Wrist injuries are extremely common injuries. Typically they occur as the result of falling and landing on the wrist as you attempt to break your fall. This causes a traumatic injury to the ligaments and other soft tissues surrounding the wrist.

What is a wrist sprain?

Sprains occur when the wrist ligaments are forcefully stretched into positions beyond their normal limits. A ligament is strong, fibrous tissue or band that limits and controls the motion at a joint. Ligaments around the wrist joint stabilize the position of the hand and allow movement and weight bearing through the upper limb.

Sprains can be considered

Ø     Grade I: Mild injury – wrist ligaments are stretched, no rupture.

Ø     Grade II: Moderate injury – wrist ligaments partially ruptured.

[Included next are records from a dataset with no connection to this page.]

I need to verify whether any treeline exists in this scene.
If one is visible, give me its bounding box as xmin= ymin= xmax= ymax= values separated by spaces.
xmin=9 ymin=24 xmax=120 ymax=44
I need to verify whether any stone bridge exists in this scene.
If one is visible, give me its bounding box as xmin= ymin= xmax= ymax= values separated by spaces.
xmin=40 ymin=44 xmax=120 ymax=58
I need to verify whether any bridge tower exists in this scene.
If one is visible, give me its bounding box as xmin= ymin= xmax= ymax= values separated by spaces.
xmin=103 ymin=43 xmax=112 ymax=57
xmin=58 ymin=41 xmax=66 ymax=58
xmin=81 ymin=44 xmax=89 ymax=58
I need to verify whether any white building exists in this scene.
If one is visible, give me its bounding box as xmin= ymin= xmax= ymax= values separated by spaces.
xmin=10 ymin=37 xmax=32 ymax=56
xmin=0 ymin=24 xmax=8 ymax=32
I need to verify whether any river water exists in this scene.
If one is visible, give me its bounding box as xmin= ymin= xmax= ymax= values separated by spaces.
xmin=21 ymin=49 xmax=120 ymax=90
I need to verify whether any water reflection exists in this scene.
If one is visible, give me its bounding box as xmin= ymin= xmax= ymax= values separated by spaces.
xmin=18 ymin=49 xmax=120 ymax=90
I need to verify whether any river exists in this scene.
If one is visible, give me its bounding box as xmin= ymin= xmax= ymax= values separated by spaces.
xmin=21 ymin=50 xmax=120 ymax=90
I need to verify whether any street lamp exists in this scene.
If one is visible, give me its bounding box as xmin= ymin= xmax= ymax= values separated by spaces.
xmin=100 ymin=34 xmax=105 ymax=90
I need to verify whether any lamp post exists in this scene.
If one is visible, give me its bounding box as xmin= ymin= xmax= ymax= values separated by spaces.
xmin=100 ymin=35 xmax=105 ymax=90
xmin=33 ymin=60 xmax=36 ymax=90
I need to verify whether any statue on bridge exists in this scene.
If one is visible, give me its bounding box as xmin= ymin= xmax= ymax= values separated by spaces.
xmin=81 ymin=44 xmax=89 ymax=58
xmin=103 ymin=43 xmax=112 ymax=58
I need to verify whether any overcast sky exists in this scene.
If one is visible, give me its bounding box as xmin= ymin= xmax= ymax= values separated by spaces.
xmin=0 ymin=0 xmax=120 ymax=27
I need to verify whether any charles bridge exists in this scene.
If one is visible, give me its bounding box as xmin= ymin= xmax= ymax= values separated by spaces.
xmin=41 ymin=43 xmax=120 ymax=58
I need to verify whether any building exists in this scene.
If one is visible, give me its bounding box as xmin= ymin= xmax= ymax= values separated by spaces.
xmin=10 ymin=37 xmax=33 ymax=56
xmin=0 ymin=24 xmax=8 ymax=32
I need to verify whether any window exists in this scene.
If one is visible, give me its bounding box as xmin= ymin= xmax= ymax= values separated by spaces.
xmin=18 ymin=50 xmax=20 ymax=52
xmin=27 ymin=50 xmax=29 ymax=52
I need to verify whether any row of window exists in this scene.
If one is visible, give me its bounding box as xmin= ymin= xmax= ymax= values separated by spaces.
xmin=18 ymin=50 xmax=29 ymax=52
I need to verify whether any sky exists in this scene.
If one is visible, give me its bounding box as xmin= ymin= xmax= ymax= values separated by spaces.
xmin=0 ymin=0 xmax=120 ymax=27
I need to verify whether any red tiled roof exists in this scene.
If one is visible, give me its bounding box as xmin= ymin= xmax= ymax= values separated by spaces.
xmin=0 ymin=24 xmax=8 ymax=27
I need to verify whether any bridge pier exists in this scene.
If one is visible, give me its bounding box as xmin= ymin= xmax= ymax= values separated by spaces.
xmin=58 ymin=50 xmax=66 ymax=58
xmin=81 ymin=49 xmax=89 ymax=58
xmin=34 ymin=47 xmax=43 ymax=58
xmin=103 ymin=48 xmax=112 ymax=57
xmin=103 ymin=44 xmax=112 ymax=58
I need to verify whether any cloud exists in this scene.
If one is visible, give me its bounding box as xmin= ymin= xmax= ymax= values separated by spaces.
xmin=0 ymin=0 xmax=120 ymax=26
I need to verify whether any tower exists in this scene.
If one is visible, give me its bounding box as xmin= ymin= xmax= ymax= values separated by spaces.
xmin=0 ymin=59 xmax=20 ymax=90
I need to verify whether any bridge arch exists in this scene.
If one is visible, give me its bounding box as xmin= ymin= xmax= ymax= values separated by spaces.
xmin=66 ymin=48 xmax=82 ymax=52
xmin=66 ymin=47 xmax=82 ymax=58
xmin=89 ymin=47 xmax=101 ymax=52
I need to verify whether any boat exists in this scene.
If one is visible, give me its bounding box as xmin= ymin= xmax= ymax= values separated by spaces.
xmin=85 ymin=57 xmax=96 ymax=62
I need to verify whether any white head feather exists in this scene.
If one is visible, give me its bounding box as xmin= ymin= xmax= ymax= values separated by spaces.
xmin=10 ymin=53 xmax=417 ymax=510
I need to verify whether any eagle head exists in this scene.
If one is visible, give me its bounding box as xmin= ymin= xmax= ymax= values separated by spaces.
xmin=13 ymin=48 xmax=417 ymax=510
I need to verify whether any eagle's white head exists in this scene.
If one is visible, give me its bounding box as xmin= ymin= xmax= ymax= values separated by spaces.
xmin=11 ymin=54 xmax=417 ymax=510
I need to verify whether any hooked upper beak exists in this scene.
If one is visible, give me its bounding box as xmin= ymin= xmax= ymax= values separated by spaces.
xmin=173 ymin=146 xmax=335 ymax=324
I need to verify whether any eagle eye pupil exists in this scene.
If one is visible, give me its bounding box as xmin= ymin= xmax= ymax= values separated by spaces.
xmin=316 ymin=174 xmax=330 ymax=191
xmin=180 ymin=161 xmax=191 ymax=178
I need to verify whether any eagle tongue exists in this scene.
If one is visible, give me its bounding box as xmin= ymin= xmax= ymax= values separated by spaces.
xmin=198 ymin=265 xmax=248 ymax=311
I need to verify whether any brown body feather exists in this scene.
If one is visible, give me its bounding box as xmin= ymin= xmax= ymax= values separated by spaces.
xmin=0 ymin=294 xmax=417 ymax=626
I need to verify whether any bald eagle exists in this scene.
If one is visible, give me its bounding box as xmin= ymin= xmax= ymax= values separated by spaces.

Ø     Grade III: Severe wrist sprain – wrist ligaments are completely ruptured and the wrist may be unstable.

Who is at risk?

Wrist sprains tend to occur after falls. Wet weather may cause slippery surfaces leading to increased numbers of falls. Sprains are also very common in sports such as football, rugby, basketball, skiing, snowboarding, rollerblading etc. The elderly population who are more prone to falls are at greatest risk or serious wrist injuries.

Signs & Symptoms of a wrist sprain?

  • Pain with movement of the wrist

  • Swelling at or around the wrist joint or into the hand

  • Bruising of the skin at wrist or into the hand

  • Tenderness over the wrist

  • Burning/tingling/pins and needles at the wrist or into the hand

  • Reduced function particularly with weight bearing and gripping activities

Diagnosis can be made by piecing together the mechanism of injury to the objective physical findings. There are several other conditions including wrist fractures and or tendonitis which can present similarly to wrist sprains.

An X-ray is important to exclude any possible fracture at the joints. In severe cases an MRI will be useful in determining the extent of ligament soft tissue damage. MRI can also be effective at determining a precise diagnosis if the wrist is failing to heal after the initial diagnosis is made.